A 2004 tv film about a talking dog that teams up with a detective to solve a crime involving ooze.
In the opening scene, Pat Morita steals a canister full of green ooze from a laboratory. What is this, Teenage Mutant Ninja Turtles II? He goes home to his talking dog, Cho-Cho (voiced by Chevy Chase), and they are suddenly attacked by a group of ninjas.
Pat Morita fights the ninjas but gets killed; Cho-Cho also fights them, but they take the canister and leave.
A police team arrives on the scene and we meet the film’s protagonist, Detective Fowler. He’s also a tech expert, by the way, and carries a suitcase containing an artificial intelligence named COLAR (an acronym that stands for some bullshit) voiced by Lori Petty.
Fowler drives back home, but Cho-Cho catches a ride in his car and scares the crap out of him by speaking. It appears all animals can talk to each other, and Pat Morita just willed Cho-Cho to speak to humans or something. It’s a flimsy explanation, but whatever.
Fowler and Cho-Cho team up to investigate Pat Morita’s murder and do some detective work that leads them to a dog track run by a “philantropist” played by Jon Voight.
We learn that the ooze is a sort of growth hormone that enhances performance and physical ability; Voight had the ninjas steal it so he could use it on the race dogs, but he’s been taking it too, and there are plans to introduce it into kids cereal and the water supply or some shit.

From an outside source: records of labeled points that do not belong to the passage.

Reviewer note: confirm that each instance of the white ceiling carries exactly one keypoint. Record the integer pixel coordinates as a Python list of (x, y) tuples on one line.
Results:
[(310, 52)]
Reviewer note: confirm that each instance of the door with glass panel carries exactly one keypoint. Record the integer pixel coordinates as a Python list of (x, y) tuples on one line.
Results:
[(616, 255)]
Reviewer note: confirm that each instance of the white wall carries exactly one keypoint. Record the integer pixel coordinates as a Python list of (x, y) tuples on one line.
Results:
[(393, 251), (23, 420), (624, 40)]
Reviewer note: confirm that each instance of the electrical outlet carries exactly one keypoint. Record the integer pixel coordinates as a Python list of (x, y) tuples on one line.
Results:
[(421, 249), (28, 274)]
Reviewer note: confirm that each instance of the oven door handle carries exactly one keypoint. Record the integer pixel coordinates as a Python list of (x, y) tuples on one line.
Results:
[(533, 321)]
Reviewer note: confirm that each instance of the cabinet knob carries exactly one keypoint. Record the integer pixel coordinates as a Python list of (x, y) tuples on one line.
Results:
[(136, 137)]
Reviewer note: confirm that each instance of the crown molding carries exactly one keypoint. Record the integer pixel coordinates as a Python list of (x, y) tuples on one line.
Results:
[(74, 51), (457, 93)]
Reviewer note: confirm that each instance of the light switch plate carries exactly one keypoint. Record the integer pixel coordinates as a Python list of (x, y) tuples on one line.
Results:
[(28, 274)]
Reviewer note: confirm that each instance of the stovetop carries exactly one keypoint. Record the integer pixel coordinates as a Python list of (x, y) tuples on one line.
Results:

At this time, we also get some interlude scenes of Fowler romantically pursuing a police officer played by Jaime Pressly, and getting (bad) advice from Cho-Cho. It doesn’t go well at first but things get better between them.
Anyway, Fowler and Cho-Cho corner Jon Voight, and Cho-Cho just beats the shit out of him. Voight then pulls out a gun to shoot Fowler, but Cho-Cho jumps in front of him and takes the bullet.
Don’t worry, Cho-Cho’s fine and he’s awarded a medal, and Voight is arrested. The film ends with a party and Fowler kisses Jaime Pressly.
As I started this film, the scenes with Pat Morita tricked me that this was going to actually be decent, but after he died and we met Fowler, things started going downhill pretty fast.
The CGI is bad but the film had a low budget, so it’s forgivable. At best, there were times the CGI was passable, like from a cutscene in a PlayStation 2 game. But for a film called Karate Dog there aren’t a lot of fight scenes: there’s one in the beginning, one in the end, and Jaime Pressly has a short one at the end too – three total.
Chevy Chase was devoid of emotion and seemed to phone in his performance. But he wasn’t as bad as I thought he’d be, and was better than Eric Roberts in A Talking Cat!?! at least.
I’d like to give a shout-out to one of my favorite Canadian actors, Garry Chalk, who played the police chief in this film. He’s in a lot of stuff. Notably he voiced Optimus Primal in Beast Wars, but in live action productions he’s usually playing a law enforcement officer, and it’s always nice to see him.
The story was, of course, pretty weak. Yes, this is a kids movie, but I don’t think even they’d care about half of the shit that goes on – especially the scenes at Jon Voight’s company building. The humor is definitely juvenile, but I felt the film could have used more in some scenes. Maybe the producers thought the sight of talking dogs would be enough. I’m grateful there were no fart jokes, however.
I really didn’t enjoy this. The whole “karate” aspect felt tacked on and didn’t really mesh with the story. One would think a film called Karate Dog would be martial arts themed, but instead it’s more of a buddy cop movie and should’ve been called Cop Dog.